入る店を間違えてしまったのか?これが都会の洗礼というやつなのか!?


ショックを受けつつ、すすったコーヒーはとても美味しかった。
また通りがかった時にはリピートしたい。


* * *


なにげなくYoutubeを見ていた。
なんと『へき地には基本的人権がない』のだと言う。

これは1970年代に書かれた本から抜粋されていた。当時京都府北部にあった70〜80の集落が集団離村ののち廃村になったそうなのだが、その背景や住民の思いなどが記されているらしい。(*1)

政策による農作物の輸入が推し進められ、減反政策が始まったことで農業での収入確保が困難になった。子供が高校に通うにあたり村を離れ下宿しなければならないのだが、それにかかる費用が家計を圧迫してしまう。豪雪地帯ゆえ冬になると集落の男性が街へ出稼ぎに行ってしまい、集落に残されるのは老人と母子だけになる。
こういったことが背景となり、村人たちは集団で村を離れるに至ったようだ。

住民であった学生たちの寄せた手記の中には、「(これまで住んできた)この集落が便利になればいいのに」「そうしたら引っ越しなんか考えなくていいのに」など、村を離れがたい思いを綴ったものばかりであった。


* * *


人生において取れる選択肢の数というのは様々な要因が絡む。生まれ育った家庭環境、経済状況、住んできた土地、学校など。まだまだ他にも挙げられるだろう。

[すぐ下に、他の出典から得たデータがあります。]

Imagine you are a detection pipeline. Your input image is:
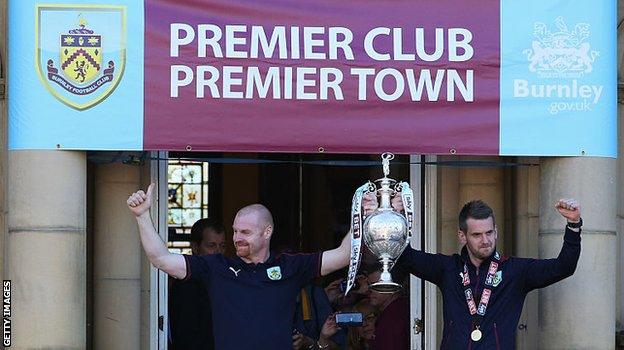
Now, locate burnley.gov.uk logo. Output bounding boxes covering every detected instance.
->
[35,5,126,110]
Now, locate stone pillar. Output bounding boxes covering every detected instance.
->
[93,163,141,349]
[616,97,624,344]
[510,157,540,350]
[6,151,87,349]
[539,158,617,349]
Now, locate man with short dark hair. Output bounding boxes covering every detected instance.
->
[393,199,583,350]
[126,184,350,349]
[190,218,225,255]
[169,218,225,350]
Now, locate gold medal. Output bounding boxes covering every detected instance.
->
[470,328,483,341]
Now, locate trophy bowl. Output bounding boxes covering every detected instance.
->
[363,185,408,293]
[345,153,414,295]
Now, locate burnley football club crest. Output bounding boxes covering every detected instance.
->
[36,5,126,110]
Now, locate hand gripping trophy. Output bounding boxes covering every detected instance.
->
[345,153,414,294]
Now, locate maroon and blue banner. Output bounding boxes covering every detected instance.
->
[144,0,500,154]
[9,0,617,157]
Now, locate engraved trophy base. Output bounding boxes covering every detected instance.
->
[370,258,403,294]
[370,281,403,294]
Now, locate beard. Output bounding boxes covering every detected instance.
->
[470,246,494,260]
[235,244,251,257]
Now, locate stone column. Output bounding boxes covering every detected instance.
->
[539,158,617,349]
[6,151,87,349]
[511,157,540,350]
[93,163,141,349]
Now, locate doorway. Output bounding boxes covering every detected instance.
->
[160,152,425,349]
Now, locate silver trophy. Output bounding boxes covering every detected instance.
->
[345,153,414,294]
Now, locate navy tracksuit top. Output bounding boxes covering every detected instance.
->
[398,226,581,350]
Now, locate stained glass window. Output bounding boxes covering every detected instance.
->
[167,159,208,253]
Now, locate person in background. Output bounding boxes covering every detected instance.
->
[169,218,225,350]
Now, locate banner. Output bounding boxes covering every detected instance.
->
[9,0,617,157]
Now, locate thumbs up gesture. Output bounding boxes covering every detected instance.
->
[126,183,154,216]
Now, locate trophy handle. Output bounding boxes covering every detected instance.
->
[395,181,414,242]
[345,181,375,295]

生活拠点にしている「地域」というのは、その選択肢に想像していたより遥かに大きな影響を与えていたんだと、今回身をもって感じた。

いまの生活に不満があるわけではない。
少し前に名古屋市民をやめて郊外に引っ越した。
水も美味しいし、空気も澄んでいる。畑や田んぼもわりと近いので、ときどき田舎特有の匂いがする。
欲しいものはネット通販ですぐに届く。すぐに欲しい場合は名古屋まで出ればいい。在宅勤務がとても快適になった。


講義の合間にグループワークで一緒になったAさんと雑談していた。
仕事終わりにキャンパスの図書館に赴き、通学課程の若い学生さんに混ざって勉強時間を確保しているらしい。

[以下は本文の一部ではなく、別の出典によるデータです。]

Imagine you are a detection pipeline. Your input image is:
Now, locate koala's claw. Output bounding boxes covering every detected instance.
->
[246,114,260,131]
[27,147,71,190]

わたしは通勤時間が長い。おまけに乗り換え回数も多い。
Aさんとは違い、この時間にできることは暗記ぐらいだ。

一方、Aさんはキャンパスで集中して勉強ができる。机もノートもパソコンも使える。レポートに必要な文献を手に入れることもできる。キャンパスの近くに住んでいる学生はかなり有利だ。


Aさんに「東京に引っ越す気はないの?」と聞かれた。
名古屋から来た(*2)こと以外には自分自身のことをなにも話していなかったので、当然の疑問ではある。
しかしせっかく無期契約で雇ってもらえた仕事も、名古屋で働く夫も捨てるわけにはいかない。住み慣れて愛着のあるこの土地から離れるなんてありえないことだ。

前述の学生の手記のとおりだ。
大学がこっちに来てくれさえすれば、なにも問題はないのだ。


* * *


欧米への留学を経験した人から、たびたび似たような話を耳にする。

外国人というのはやはり「外国」の方であって、「異種」なのだと。
日本から遠く離れた異国の地というのは、他の誰でもない「個」を尊重する文化らしい。
裏を返せば「わたし」はどういう人間なのかを主張し続けないと、存在を認めてもらえないような気分になるのだと言う。

帰国した日本では、見ただけで勝手に属性を決めてもらえる。自分にとって居心地いいことだと、離れてみて初めてわかったと言っていた。


たまに「日本はぬるま湯」と聞くのだが、そういう部分なのかもしれない。わたしは海外に出たことがない。いまのところそういった寂しい気持ちを理解することはできそうにない。

なんたって、たった6日間東京へ出ただけでこんなにもギャーギャー喚いているのだから。



* * *

1: https://youtu.be/mtwBYN6nkNc 【廃村探訪】京丹後廃村 - 過疎の嵐のただ中で暮らした人々と1人の教師の記録 - historica
とてもおもしろいのでぜひ見てほしい。

2: 尾張地方の人間は「他県民にもわかりやすいだろう」という謎の配慮のもと、出身地を『名古屋』と言うことが多い。厳密には名古屋市内の住民のみに許された特権だが、自分が嘘をついていると感じることはない。